Bond disorder and breakdown of ballistic heat transport in the spin-1/2 antiferromagnetic Heisenberg chain as seen in Ca-doped SrCuO2

TL;DR

This study demonstrates that even minimal bond disorder in the S=1/2 antiferromagnetic Heisenberg chain drastically suppresses ballistic heat transport, highlighting the fragile nature of integrability in these quantum systems.

Contribution

We reveal that weak bond disorder destroys ballistic heat transport in the S=1/2 AFM Heisenberg chain, contrasting with other systems, and connect this to spinon-impurity scattering and correlation decay.

Findings

Bond disorder drastically suppresses magnetic heat conductivity.

Suppression correlates with spinon-impurity scattering length.

Results highlight the fragile integrability of the Heisenberg chain.

Abstract

We study the impact of a weak bond disorder on the spinon heat transport in the S=1/2 antiferromagnetic (AFM) Heisenberg chain material Sr_{1-x}Ca_xCuO_2. We observe a drastic suppression in the magnetic heat conductivity kappa_mag even at tiny disorder levels (i.e., Ca-doping levels), in stark contrast to previous findings for kappa_mag of S=1/2 two-dimensional square lattice and two-leg spin-ladder systems, where a similar bond disorder has no effect on kappa_mag.
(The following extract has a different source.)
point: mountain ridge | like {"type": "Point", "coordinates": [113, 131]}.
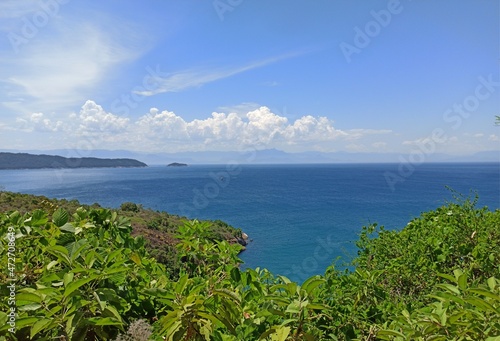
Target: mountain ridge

Hence, our results underpin the exceptional role of integrability of the S=1/2 AFM Heisenberg chain model and suggest that the bond disorder effectively destroys the ballistic nature of its heat transport. We further show that the suppression of kappa_mag is captured by an effective spinon-impurity scattering length, which exhibits the same doping dependence as the long-distance exponential decay length of the spin-spin correlation as determined by density-matrix renormalization group calculations.